“Could you imagine?” Miss USA, Sarah Rose Summers, asks a camera at this year’s Miss Universe competition in Thailand. “Miss Cambodia is here and doesn’t speak any English, and not a single other person speaks her language… Poor Cambodia.”
The video posted on Instagram shows the 24-year-old Summers flanked by two of her fellow competitors, Colombia’s Valeria Morales and Australia’s Francesca Hung, who shake their heads sympathetically. No, it seems. They could not imagine.

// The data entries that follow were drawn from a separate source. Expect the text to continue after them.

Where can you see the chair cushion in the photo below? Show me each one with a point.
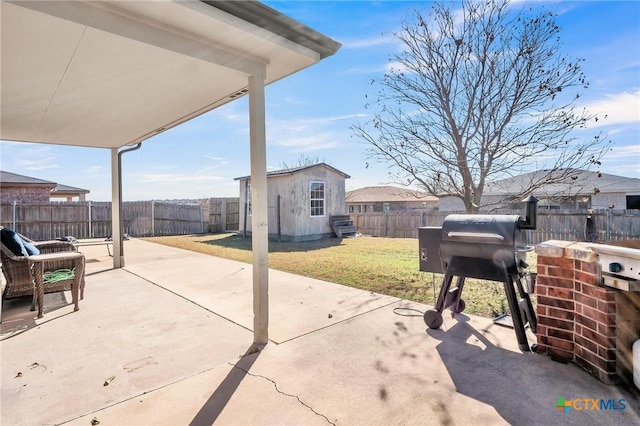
(31, 249)
(13, 242)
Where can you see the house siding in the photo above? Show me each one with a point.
(31, 194)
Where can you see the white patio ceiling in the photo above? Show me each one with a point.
(114, 73)
(109, 74)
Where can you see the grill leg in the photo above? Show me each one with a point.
(516, 316)
(526, 307)
(444, 290)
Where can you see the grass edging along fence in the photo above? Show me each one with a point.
(565, 225)
(387, 266)
(87, 219)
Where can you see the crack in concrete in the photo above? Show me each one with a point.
(275, 385)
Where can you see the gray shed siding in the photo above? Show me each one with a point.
(296, 222)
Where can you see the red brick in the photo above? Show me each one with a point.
(558, 303)
(608, 342)
(560, 313)
(602, 317)
(541, 310)
(560, 354)
(541, 290)
(589, 267)
(556, 261)
(592, 359)
(606, 330)
(588, 366)
(556, 323)
(586, 278)
(554, 271)
(607, 354)
(560, 334)
(587, 322)
(559, 282)
(541, 330)
(560, 293)
(586, 343)
(607, 307)
(599, 293)
(586, 300)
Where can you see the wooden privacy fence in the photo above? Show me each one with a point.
(90, 219)
(224, 214)
(568, 225)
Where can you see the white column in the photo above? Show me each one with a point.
(259, 225)
(116, 220)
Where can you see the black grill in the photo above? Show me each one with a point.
(488, 247)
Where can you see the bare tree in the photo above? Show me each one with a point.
(477, 95)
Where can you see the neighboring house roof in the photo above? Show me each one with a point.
(296, 170)
(14, 179)
(68, 190)
(580, 182)
(387, 194)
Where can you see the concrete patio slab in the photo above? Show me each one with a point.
(175, 360)
(126, 328)
(297, 305)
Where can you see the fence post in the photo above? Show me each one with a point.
(223, 215)
(90, 224)
(13, 214)
(153, 218)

The video is gathering outrage online and the backlash has been covered by several publications after the fashion industry watchdog Instagram account Diet Prada posted it, noting that the exchange is “basically what normalized xenophobia looks like.” (It was originally posted on Morales’s account and then deleted.) Diet Prada juxtaposed the video of Summers’ remarks with one of her thanking the Cambodian people for their support:
Summers does express sympathy for Miss Cambodia, saying that the situation must be “isolating.” But then she goes on to imitate another competitor, Miss Vietnam, H’Hen Niê: “She’s so cute and she pretends to know so much English,” Summers says, “You ask her a question and after having a whole English conversation with her, she goes”—Summers adopts a placid smile and starts nodding in an impression of Niê. “She’s adorable,” Summers adds, repeating the impression of Niê and laughing.
Summers issued an apology for the comments via Instagram today. “In a moment where I intended to admire the courage of a few of my sisters, I said something that I now realize can be perceived as not respectful, and I apologize,” she writes in the post, adding that she spoke directly with the competitors she was discussing, whom she is pictured hugging in a photo in the post. The other competitors have not yet made statements, and the Miss Universe organization responded to a request for comment by pointing to Summers’ Instagram post.
Diet Prada played a major part in another recent flap over Western cultural insensitivity in Asia: The Italian fashion brand Dolce & Gabbana was recently embroiled in a racism row following the label’s tone-deaf marketing campaign for a major fashion show it had planned in China (which was subsequently canceled amid a wave of backlash). This was compounded by derogatory comments about China that appeared to have been made by Stefano Gabbana and leaked on Instagram (he claimed he was hacked)—also by Diet Prada. The ads were widely seen as condescending and sexist, and the leaked Instagram exchange as overtly racist.
Both Miss USA and D&G displayed a stale brand of patronizing condescension toward Asians that white people have mostly been forgiven for in the past—perhaps due to a post-colonial Asian idealization of the West. However, as with the D&G mess, it seems that people are tired of this kind of soft xenophobia, and are calling it what it is, racism.
The Miss Universe competition is increasingly culturally irrelevant. Its ratings have been unsteady for years thanks to a dated pageant formula that has rendered it out of touch with the social climate in 2018, although it remains in the top four major international beauty pageants. The pageant’s winner is granted considerable professional and monetary perks, including a year-long salary, room and board in a luxury New York apartment, representation by prestigious modeling agencies, and philanthropic opportunities and speaking engagements across the globe.
An earlier version of this article noted that the competition was to be held in the Philippines. It will take place in Thailand.